When we drill down into the attitudes of different sectors of society, the results are even more striking. There are significant differences in terms of party support and age – but not necessarily in ways that would be expected.
While disengagement with politics is often painted as a problem of younger citizens, we find that older respondents are the most negative of all about politicians. Across almost every measure, older citizens hold more negative attitudes about the capabilities and intentions of politicians. Yet belief that government can make a difference is stronger among these groups. Disappointment is, perhaps, the inevitable product of the belief that politics and government can make a difference but is failing to do so.

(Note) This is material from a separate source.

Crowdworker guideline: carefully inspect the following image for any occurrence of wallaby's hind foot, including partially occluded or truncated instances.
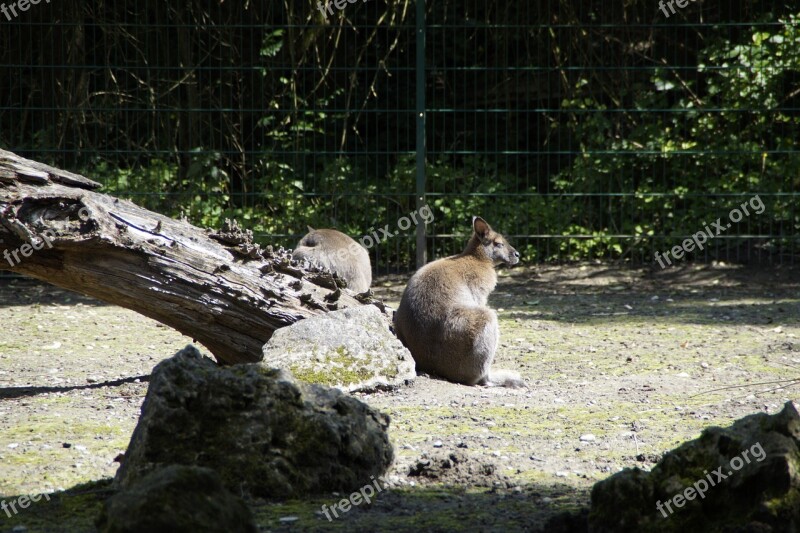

There are party differences too. Of all the parties, UKIP supporters are most negative about politics and government across the board. A plurality of UKIP supporters (44% to 39%) agree that ‘politics is a waste of time’ – in contrast to supporters of all the other main parties, a majority of whom disagree with this statement. UKIP supporters even more predominantly believe that politics is dominated by ‘self-seeking politicians protecting the interests of the already rich and powerful in our society’, by a remarkable margin of 85% in agreement compared to 3% disagreeing (in contrast, 53% of Conservative supporters agree with this statement and 20% disagree).
When asked to weigh up how our politics is managing austerity and economic downturn, it’s not fatalism about the capacity of government or politics that comes to the fore for most citizens. What emerges is a sense of being failed by a political class that lacks the competence and strength of character to follow the right policy options and, above all, is too short-term, too media-obsessed and too much in cahoots with the rich and powerful to provide leadership in the public interest. Britain may be weighed down by a substantial fiscal deficit, but as far as the public is concerned it is also suffering from a depressing shortfall in the quality of its political class.
[i] Sample Size: 1905 GB Adults, Fieldwork 5-6th June, 2013. The survey was funded by the University of Southampton’s Centre for Citizenship, Globalisation and Governance.